A public hearing addressed the influx of migrant youth. Photo by Virginia Gunawan

A public hearing addressed the influx of migrant youth Photo by Virginia Gunawan

Jeremy Kohomban, president and CEO of The Children’s Village pointed to the importance of providing legal services to assist migrant children.

“We should find a pragmatic solution for the problem,” he said. “If we don’t, they will go to any land, making a border crisis.”

Nisha Argarwal, the commissioner from the Mayor’s Office of Immigrant Affairs, argued that the city had provided the service needed for these children. Recently, the city placed a representative at the immigration court to serve and provide information for them. The city also has ensured the children’s rights for education and health care.

“Rather than coming up with new programs, we need to optimize the ones that have already been created, “she said.

New York State is not the only one to face the proliferation of youth migrant, who are coming mostly from Mexico, Guatemala, Honduras, and El Salvador. California and Maryland are among the first states to create standards in dealing with these childrens. While immigration and deportation proceedings are federal issues, many migrant children, as young as 18-months- old to 17-yearsold, must go before Family Court or become wards of the states.

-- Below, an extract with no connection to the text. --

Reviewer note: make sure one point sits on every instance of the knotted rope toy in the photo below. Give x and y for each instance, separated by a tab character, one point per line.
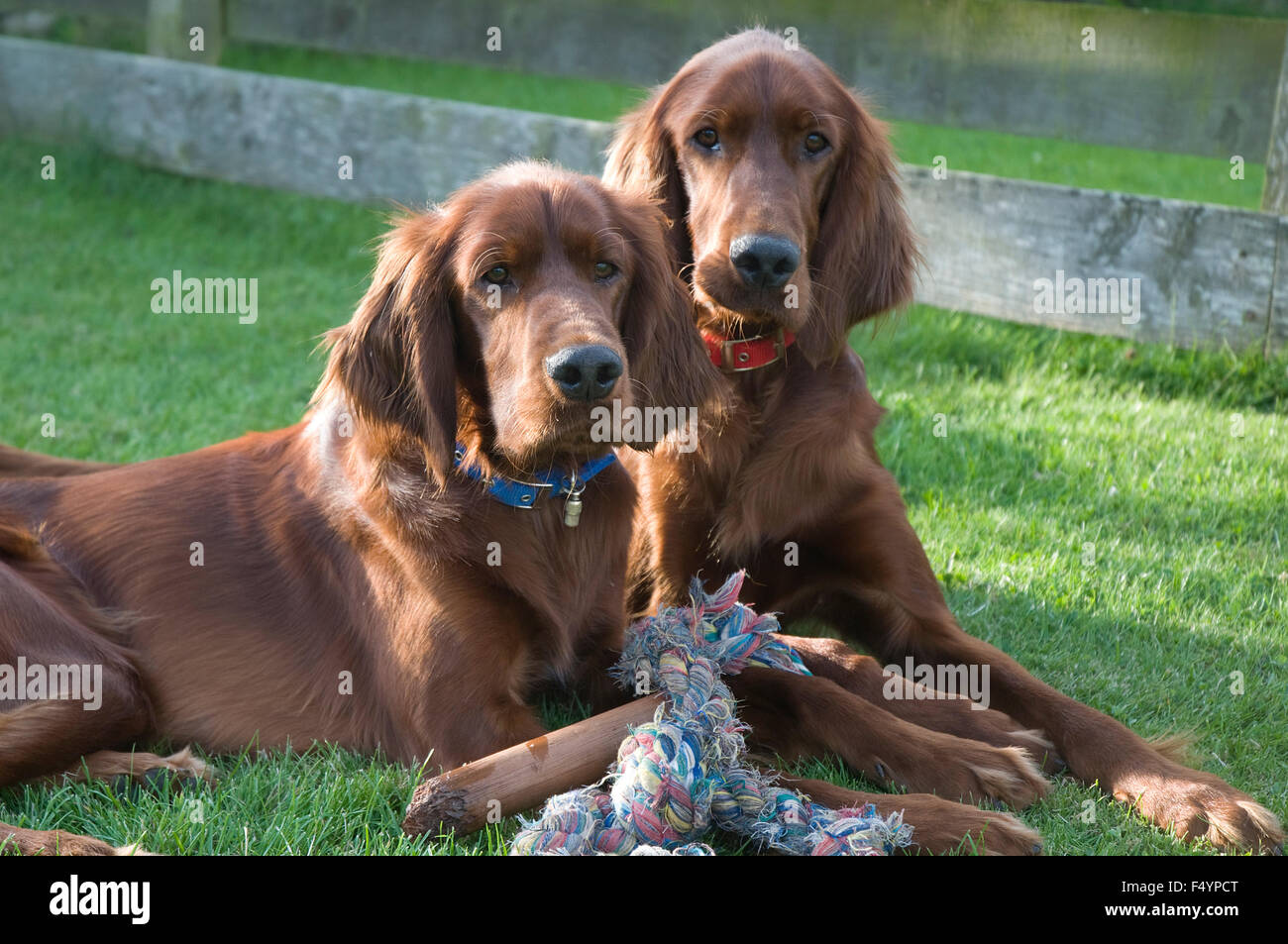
686	772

Friedman, tallked about the legal issues that the migrant children of Hudson Valley, Westchester face.
“In defending them, it is impossible to use private practice because of the excessive fee. Even pro bono still needs money,” she said. “So, although many migrant children are eligible for remedy, it’s difficult and complicated.”

But Monsignor Sullivan is convinced that the community can help migrant children.

“Although we cannot change the immigration law, we can give a future to the children of the migrant,” he said. “If we invest in these children’s future, we invest in New York’s future.”